Friezes and Mosaics

Abstract

This chapter discusses the classification of friezes and several concepts related to mosaics. The first section introduces the concept of operations that leave a frieze unchanged , using basic geometry and intuition. It also describes what will be the main steps of the classification theorem. Section 2.2 defines affine transformations and their matrix representation, and isometries. The highlight of this chapter is the classification theorem shown in Section 2.3. In less detail, the last section discusses mosaics. There is no advanced section to this chapter, the proof of the classification theorem being the most difficult element. Sections 2.1 and 2.4 can be covered in three hours of class. The tools are then purely geometric and the possibility of classification is made clear.

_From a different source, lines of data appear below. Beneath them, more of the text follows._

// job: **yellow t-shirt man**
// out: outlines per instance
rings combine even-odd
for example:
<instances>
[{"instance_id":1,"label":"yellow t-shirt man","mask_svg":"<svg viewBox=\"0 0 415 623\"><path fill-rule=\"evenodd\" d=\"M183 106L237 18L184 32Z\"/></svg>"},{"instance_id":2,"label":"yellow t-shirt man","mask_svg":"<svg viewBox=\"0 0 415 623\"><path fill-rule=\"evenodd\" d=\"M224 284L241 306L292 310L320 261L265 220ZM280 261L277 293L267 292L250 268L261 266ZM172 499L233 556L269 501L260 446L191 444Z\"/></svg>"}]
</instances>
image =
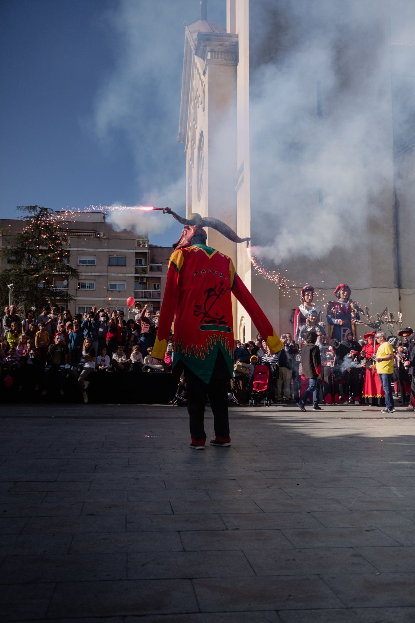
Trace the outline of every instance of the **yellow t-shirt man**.
<instances>
[{"instance_id":1,"label":"yellow t-shirt man","mask_svg":"<svg viewBox=\"0 0 415 623\"><path fill-rule=\"evenodd\" d=\"M377 359L383 359L390 354L393 354L393 348L391 344L386 341L380 345L376 356ZM378 374L393 374L393 358L389 359L388 361L376 361L376 369Z\"/></svg>"}]
</instances>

If the classification theorem is the goal, four hours should be devoted to the first three sections. In all cases, the lecturer should bring copies of Figure 2.2 on transparencies to the classroom. Their use on a projector helps students to understand quickly the concept of symmetry. Only a basic knowledge of linear algebra and Euclidean geometry is required to understand this chapter. The proof of the classification theorem requires a familiarity with abstract reasoning. This subject offers several interesting directions for further study: aperiodic tilings (end of Section 2.4) is one such direction, while Exercises 13, 14, 15, and 16 present several others. Friezes and mosaics have been used in decoration for several millennia. The ancient world's Sumerian, Egyptian, and Mayan civilizations all used them to great effect. It would be a lie, however, to pretend that ancient mathematics developed the "tech-nology" behind the art. The formal mathematical study of tilings is relatively recent, having started no more than two centuries ago. The memoir of Bravais [1], a French physicist, is among the first scientific studies of the subject. Mathematics is able to provide a way to systematically classify the friezes and mosaics commonly seen in architecture and art. These classifications have allowed mathematicians to better understand the rules behind them and to create truly new patterns by breaking some of these rules.